Уже через минуту Марк как был в рыбацкой одежде, так и помчался в такси по направлению к посёлку, где у своих родственников жили цыгане. Пару дней назад пришлось краем уха услышать, что у каких-то николаевских цыган произошёл конфликт с цыганами херсонскими. Большая драка, поножовщина.

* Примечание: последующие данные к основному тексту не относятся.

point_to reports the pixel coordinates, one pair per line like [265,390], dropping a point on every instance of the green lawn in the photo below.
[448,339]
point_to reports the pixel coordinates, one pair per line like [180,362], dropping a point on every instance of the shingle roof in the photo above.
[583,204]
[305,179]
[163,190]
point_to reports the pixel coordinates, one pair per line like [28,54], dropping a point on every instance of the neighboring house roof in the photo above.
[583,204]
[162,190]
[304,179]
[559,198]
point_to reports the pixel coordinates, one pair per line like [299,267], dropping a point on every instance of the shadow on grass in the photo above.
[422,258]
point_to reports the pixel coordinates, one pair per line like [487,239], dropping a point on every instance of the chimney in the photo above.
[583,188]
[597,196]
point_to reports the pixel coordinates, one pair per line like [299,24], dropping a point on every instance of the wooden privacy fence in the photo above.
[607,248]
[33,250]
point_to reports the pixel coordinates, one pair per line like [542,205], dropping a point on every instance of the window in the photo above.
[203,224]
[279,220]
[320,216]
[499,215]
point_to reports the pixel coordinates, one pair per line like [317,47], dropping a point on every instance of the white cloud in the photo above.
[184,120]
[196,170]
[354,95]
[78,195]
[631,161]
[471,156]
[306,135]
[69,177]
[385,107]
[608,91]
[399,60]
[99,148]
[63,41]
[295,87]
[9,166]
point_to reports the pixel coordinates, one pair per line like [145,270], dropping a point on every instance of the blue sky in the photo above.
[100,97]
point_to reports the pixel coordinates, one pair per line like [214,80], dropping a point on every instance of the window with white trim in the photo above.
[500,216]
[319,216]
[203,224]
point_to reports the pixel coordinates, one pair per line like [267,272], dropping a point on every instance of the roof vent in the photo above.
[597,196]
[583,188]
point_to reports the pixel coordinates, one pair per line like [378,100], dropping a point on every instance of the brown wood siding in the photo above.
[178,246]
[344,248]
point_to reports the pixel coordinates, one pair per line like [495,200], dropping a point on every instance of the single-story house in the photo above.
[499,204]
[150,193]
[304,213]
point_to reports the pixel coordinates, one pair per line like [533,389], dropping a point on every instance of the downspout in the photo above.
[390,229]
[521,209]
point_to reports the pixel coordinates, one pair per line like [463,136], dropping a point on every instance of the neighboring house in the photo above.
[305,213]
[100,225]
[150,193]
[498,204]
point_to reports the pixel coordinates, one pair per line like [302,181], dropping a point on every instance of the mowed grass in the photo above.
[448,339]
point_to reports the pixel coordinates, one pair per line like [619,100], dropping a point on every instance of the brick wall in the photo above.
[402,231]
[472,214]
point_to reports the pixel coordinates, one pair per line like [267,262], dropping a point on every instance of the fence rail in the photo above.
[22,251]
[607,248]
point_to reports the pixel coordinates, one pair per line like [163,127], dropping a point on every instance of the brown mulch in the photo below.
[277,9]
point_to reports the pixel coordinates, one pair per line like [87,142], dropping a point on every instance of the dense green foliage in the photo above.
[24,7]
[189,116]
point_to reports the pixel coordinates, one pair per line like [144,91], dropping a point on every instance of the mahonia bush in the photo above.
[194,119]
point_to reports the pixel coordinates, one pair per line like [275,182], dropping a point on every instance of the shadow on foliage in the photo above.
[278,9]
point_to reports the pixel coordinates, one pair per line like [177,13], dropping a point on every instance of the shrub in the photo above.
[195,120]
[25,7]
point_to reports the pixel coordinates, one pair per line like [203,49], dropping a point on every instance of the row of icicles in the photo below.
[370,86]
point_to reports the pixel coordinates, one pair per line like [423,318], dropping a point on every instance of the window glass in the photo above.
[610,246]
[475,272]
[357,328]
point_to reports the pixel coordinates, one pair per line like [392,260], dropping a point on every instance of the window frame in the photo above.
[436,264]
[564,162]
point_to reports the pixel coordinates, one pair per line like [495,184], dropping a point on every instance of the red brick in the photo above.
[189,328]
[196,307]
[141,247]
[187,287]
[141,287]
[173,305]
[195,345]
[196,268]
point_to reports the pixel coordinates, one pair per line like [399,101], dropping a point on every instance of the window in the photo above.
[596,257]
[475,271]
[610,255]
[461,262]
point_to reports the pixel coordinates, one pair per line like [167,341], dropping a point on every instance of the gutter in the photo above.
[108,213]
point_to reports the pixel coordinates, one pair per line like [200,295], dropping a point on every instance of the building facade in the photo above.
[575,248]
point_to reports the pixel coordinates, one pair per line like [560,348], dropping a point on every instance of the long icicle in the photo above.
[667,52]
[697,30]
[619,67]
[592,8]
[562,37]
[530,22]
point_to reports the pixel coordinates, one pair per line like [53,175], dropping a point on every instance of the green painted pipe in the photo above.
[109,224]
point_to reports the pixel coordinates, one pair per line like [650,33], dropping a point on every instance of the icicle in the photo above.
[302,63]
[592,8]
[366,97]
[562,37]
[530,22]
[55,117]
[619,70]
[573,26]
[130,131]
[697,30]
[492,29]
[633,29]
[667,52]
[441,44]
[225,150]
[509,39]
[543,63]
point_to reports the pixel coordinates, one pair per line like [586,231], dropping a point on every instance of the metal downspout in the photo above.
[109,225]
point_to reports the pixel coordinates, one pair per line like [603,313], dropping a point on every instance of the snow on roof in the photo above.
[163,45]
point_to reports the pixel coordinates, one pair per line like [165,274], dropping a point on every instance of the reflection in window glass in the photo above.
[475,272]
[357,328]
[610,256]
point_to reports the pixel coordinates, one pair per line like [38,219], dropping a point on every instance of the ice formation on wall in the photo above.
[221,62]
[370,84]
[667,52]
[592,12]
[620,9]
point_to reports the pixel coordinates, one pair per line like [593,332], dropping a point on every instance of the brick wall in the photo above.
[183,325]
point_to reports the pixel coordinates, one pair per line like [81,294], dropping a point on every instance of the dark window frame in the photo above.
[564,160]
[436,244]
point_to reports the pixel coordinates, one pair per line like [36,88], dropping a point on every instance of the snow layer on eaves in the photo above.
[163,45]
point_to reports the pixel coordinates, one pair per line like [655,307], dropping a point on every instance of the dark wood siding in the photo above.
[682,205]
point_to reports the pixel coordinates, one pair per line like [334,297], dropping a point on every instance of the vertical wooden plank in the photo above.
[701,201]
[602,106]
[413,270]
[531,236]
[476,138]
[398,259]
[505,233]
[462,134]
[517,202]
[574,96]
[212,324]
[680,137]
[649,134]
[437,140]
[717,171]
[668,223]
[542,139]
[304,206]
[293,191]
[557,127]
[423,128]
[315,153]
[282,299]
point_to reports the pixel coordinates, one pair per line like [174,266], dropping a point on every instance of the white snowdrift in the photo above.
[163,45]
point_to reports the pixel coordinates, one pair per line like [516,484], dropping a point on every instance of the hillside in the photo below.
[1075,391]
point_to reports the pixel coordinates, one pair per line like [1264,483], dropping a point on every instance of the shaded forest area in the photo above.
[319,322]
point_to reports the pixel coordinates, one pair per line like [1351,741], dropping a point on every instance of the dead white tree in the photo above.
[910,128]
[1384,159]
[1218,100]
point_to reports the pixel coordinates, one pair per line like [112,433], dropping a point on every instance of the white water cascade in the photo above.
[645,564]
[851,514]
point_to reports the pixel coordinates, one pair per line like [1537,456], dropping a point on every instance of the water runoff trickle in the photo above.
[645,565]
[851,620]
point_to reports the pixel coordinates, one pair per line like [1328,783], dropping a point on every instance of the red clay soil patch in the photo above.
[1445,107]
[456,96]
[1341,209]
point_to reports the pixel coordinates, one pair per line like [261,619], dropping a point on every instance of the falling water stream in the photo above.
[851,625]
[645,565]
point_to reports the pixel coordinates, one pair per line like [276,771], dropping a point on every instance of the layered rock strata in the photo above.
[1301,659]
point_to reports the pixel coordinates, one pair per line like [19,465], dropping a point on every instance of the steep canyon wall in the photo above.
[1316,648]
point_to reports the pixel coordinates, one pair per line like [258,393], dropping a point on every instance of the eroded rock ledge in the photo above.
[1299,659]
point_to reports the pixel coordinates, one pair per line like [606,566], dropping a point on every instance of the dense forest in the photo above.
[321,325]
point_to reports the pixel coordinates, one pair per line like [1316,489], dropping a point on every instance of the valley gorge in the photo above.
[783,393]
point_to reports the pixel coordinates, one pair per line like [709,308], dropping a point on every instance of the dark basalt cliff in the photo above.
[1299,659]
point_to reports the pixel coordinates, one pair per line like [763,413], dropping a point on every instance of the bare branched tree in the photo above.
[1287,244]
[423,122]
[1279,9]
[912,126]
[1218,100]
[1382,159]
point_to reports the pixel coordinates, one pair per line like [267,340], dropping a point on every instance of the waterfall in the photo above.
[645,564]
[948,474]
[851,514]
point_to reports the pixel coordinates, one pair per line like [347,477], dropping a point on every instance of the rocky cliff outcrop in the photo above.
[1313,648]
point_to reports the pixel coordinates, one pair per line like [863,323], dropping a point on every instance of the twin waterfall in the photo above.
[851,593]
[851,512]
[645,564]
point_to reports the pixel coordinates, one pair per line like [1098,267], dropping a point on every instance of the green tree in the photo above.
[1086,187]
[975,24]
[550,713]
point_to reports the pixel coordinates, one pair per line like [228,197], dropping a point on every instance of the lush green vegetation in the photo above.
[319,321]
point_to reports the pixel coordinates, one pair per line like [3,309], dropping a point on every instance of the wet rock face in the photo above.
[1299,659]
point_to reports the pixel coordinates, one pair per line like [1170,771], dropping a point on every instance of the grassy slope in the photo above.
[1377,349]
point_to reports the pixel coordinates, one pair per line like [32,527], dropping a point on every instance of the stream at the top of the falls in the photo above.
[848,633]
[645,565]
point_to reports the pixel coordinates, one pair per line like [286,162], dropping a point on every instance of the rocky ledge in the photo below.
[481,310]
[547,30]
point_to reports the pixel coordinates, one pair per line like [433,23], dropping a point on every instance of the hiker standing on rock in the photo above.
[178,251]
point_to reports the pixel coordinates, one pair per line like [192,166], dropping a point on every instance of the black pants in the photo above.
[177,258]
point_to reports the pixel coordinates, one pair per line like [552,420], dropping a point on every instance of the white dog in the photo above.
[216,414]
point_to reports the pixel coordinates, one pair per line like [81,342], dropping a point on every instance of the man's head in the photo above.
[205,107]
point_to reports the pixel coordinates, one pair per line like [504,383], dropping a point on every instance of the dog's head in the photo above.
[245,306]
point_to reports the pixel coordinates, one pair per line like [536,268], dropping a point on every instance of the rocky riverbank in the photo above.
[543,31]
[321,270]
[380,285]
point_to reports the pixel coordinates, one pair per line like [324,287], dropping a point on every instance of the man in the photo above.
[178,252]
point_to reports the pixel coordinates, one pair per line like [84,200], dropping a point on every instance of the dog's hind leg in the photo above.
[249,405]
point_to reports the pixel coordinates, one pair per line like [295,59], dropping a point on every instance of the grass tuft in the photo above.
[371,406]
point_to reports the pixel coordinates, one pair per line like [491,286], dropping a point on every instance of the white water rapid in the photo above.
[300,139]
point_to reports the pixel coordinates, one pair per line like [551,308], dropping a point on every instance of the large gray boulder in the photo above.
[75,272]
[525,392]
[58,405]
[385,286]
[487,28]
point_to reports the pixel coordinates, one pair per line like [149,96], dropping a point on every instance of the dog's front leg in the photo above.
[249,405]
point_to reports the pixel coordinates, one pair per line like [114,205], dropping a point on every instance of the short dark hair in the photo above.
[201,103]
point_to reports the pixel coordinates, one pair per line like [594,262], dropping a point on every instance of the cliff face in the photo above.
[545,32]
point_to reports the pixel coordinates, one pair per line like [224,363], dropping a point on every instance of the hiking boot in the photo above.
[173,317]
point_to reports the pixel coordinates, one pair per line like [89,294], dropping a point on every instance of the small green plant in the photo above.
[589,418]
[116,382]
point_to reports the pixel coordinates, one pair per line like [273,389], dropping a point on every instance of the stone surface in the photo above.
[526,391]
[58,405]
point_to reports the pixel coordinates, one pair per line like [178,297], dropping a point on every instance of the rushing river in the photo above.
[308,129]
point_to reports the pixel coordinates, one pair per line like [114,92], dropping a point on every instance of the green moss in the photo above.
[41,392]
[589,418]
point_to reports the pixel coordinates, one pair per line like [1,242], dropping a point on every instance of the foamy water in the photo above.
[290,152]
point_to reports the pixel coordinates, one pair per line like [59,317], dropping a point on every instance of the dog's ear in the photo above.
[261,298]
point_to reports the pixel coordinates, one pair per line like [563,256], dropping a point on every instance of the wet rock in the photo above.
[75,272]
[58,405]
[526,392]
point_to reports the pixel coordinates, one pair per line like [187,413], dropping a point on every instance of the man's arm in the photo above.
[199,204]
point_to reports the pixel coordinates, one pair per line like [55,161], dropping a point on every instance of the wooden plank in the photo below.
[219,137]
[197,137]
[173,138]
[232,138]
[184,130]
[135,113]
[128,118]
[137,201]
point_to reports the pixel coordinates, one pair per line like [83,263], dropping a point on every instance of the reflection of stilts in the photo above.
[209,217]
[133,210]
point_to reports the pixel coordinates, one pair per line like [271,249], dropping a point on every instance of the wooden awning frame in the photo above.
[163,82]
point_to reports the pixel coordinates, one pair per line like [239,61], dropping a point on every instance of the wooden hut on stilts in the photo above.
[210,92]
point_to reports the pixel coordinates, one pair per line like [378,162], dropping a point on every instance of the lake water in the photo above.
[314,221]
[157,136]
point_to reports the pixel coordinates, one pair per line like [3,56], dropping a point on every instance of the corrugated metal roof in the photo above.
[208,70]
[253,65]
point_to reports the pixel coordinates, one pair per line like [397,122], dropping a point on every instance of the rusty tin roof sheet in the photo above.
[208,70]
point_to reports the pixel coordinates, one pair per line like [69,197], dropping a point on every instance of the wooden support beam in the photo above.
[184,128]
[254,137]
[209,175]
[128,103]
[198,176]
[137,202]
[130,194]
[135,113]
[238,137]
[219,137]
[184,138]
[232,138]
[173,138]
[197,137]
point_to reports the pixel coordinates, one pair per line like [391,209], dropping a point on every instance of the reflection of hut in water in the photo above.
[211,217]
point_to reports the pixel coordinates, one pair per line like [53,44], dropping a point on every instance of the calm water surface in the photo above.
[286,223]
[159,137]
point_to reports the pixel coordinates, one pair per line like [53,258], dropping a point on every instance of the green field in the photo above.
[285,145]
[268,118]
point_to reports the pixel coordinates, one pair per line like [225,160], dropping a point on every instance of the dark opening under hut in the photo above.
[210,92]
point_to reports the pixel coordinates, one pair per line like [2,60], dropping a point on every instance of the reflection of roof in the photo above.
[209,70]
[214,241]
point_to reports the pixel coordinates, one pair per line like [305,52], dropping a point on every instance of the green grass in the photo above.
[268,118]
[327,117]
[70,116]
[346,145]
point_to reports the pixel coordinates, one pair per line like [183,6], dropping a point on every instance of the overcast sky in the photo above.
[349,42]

И первое, что в тот момент он подумал: прибывшие из Херсона Люба с семьёй попали в эту переделку. Её вопль «Спасите!» звучал неподдельно искренне. Так мог кричать только человек в крайней для жизни ситуации.

Подъехав к небольшому беленькому домику, Марк увидел, что беременная Люба с кучей детей ждут его у калитки. Выйдя из такси, он направился к ней, но она, раскинув руки, уже бежала навстречу.

Не успел он открыть рот, как Люба бросилась к нему, крепко обхватила за плечи и, прижавшись своим огромным животом («Боже, ещё ребенка задавит!»), затараторила сквозь слёзы:

– Сегодня в Херсоне, в прокуратуре… видела мать… она при смерти… еле шевелит губами… попрощалась со мной… Марк Захарович, она не доживёт до суда! Следователь ваш друг, и верит он только вам. Я вас умоляю… У вас тоже есть мать… Представьте, что это ваша мать при смерти и, чтобы спасти её, вам нужно всего лишь какие-то деньги передать… Например, врачу через меня. А я бы не соглашалась… И что бы вы тогда? Ведь речь идёт о жизни и смерти. Смерти матери! – и на зелёной рыбацкой рубахе Марка, к которой она всё это время прижималась, расплылось тёмное пятно её слёз.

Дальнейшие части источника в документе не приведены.